Um ein Deepfake zu erzeugen, muss das zur Erstellung benutzte Programm erst einmal aus Fotos oder Videosequenzen der gewünschten Person deren Gesicht analysieren und durch Machine Learning charakteristische Features des Gesichts identifizieren.

Solche charakteristischen Features sind häufig besonders im Bereich der Mundpartie zu finden. In Folge kann das Programm aufgrund dieser Merkmale in weiteren Fotos oder Videos erkennen, ob es sich um die gesuchte Person handelt.

Da die Software nun eine „Formel“ kennt, wie das Gesicht aufgebaut ist, kann sie das Gesicht darauf basierend auch rekonstruieren. Wird diese „Formel“ nun auf den Kopf einer anderen Person angewandt – voilà, schon wurde das gelernte Gesicht auf die andere Person übertragen! 

Der singende Bundespräsident und Rechenkapazität

Praktisch gesehen ist heute das Vorhandensein von ausreichendem Bildmaterial, um das Gesicht zu erlernen häufig kein Hindernis am Weg zum Deepfake – gerade von Personen, die in der Öffentlichkeit stehen, liegt mehr als genug Videomaterial vor. Auch die Anwendung der nötigen Schritte ist für Personen mit gewissen informatischen Vorkenntnissen nicht allzu schwer, da bereits fertige Softwarepakete dafür verfügbar sind.

Einzig die Rechenkapazität bremst die Deepfake-Produktion noch etwas, da das Erstellen überzeugender Deepfakes auf handelsüblichen Gaming-PCs von Anfang bis Ende doch noch mehrere Tage dauert. Gaming PCs deshalb, da diese sehr leistungsfähige Grafikkarten eingebaut haben und die Deepfake-Berechnungen besonders effizient auf Grafikprozessoren (GPUs) durchgeführt werden können.

Sind diese genannten Voraussetzungen gegeben, können relativ schnell überzeugende Deep Fakes erzeugt werden. So haben Data Science Studierende der FH innerhalb weniger Tage ein Video von Bundespräsident Alexander Van der Bellen, der „I am from Austria“ singt, erzeugt sowie das Gesicht ihrer Studiengangsleitern Marlies Temper auf den Körper der deutschen Kanzlerin Angela Merkel montiert (siehe Titelfoto).

Ethische Aspekte

Neben dem technischen Prozess wurde im Webinar auch die ethischen und sicherheitsrelevanten Konsequenzen dieser und ähnlicher Technologien mit den Schüler*innen diskutiert. Denn neben nützlichen oder unterhaltsamen Anwendungen (z. B. um Schauspieler*innen in Filmszenen zu „verjüngen“ oder Szenen mit nicht verfügbaren oder verstorbenen Schauspieler*innen zu produzieren), kann die Deepfake-Technik auch benutzt werden, um Falschvideos in betrügerischer oder erpresserischer Absicht zu erstellen.
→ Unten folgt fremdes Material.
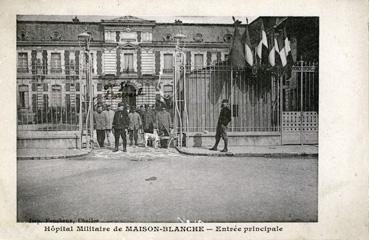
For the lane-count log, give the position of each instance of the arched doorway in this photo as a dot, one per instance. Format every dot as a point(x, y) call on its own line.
point(129, 95)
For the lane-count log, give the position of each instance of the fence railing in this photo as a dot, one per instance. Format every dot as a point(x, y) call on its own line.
point(51, 100)
point(253, 97)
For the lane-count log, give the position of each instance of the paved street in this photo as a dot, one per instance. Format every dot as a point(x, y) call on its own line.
point(148, 185)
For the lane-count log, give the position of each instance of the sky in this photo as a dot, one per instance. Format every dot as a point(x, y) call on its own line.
point(159, 19)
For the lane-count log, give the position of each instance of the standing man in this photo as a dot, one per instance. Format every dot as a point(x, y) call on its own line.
point(100, 121)
point(223, 120)
point(110, 117)
point(149, 120)
point(135, 123)
point(163, 121)
point(120, 125)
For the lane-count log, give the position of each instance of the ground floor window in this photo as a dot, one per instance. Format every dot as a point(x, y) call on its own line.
point(56, 97)
point(23, 96)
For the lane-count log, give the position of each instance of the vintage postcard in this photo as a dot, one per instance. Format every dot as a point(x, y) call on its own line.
point(176, 124)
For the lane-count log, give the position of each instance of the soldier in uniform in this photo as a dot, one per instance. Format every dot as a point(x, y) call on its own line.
point(223, 120)
point(120, 125)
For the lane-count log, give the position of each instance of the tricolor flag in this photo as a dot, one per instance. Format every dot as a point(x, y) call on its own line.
point(281, 52)
point(287, 47)
point(249, 56)
point(237, 55)
point(262, 48)
point(272, 51)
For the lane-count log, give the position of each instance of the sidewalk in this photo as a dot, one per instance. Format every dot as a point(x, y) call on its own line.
point(41, 154)
point(255, 151)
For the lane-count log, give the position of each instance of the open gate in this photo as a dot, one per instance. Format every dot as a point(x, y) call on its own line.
point(300, 98)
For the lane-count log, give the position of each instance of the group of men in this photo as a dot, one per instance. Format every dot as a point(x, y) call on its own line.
point(131, 120)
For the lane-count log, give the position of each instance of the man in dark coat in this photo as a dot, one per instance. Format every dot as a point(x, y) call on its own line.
point(223, 120)
point(120, 125)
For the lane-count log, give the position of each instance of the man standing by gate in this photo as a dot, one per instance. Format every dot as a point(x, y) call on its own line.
point(223, 120)
point(120, 125)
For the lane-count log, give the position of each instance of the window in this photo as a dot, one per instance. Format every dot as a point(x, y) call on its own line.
point(67, 101)
point(168, 90)
point(110, 36)
point(23, 96)
point(77, 87)
point(214, 57)
point(92, 63)
point(199, 60)
point(128, 63)
point(46, 101)
point(168, 63)
point(146, 37)
point(128, 36)
point(99, 87)
point(22, 62)
point(34, 102)
point(55, 63)
point(56, 98)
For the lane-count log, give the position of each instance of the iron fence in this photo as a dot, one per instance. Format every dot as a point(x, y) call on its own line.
point(50, 99)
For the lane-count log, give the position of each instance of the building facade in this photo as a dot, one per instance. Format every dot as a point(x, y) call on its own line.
point(131, 51)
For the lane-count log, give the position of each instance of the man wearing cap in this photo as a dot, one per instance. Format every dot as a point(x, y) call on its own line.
point(120, 125)
point(100, 122)
point(110, 117)
point(223, 120)
point(135, 124)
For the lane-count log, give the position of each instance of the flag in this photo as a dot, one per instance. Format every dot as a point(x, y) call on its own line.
point(281, 51)
point(237, 55)
point(249, 56)
point(287, 48)
point(262, 48)
point(160, 90)
point(288, 54)
point(271, 56)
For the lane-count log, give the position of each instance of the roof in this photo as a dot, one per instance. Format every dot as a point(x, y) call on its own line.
point(208, 20)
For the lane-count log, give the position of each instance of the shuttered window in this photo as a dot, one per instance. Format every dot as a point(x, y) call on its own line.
point(22, 62)
point(23, 96)
point(56, 97)
point(199, 60)
point(55, 63)
point(168, 63)
point(128, 62)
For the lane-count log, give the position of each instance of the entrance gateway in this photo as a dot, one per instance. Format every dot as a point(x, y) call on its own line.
point(300, 106)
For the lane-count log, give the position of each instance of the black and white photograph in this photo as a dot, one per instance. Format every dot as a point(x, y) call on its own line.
point(176, 119)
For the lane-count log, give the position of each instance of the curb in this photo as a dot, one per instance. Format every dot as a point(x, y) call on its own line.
point(54, 157)
point(265, 155)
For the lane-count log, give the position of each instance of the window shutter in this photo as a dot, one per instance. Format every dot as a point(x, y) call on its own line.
point(66, 62)
point(118, 61)
point(117, 37)
point(33, 61)
point(76, 54)
point(219, 57)
point(44, 61)
point(99, 62)
point(208, 58)
point(188, 61)
point(139, 62)
point(34, 102)
point(157, 62)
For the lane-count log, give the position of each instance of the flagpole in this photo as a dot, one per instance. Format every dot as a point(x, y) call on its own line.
point(231, 97)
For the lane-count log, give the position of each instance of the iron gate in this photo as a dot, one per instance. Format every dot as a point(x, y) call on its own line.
point(300, 97)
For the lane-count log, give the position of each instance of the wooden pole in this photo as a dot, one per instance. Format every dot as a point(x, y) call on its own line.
point(301, 102)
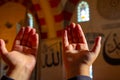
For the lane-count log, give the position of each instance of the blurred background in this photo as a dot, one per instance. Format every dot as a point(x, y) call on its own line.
point(50, 17)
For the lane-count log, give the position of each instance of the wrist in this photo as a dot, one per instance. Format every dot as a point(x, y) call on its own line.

Die Schüler*innen erkannten die Wichtigkeit, nachzudenken, welches Bildmaterial von sich man im Internet veröffentlicht, da je mehr Material verfügbar ist, umso überzeugendere Deepfakes erzeugt werden konnten.

(Ein schönes Beispiel dafür, wie mächtig Machine-Learning-Ansätze zur Bilderkennung sind, wenn sie über sehr viel Trainingsmaterial verfügen, ist die Web-Anwendung „Quick Draw“  – einfach mal ausprobieren!). Die Workshopleitenden machten auch darauf aufmerksam, durch welche Anhaltspunkte sich Deepfakes heute oft noch verraten.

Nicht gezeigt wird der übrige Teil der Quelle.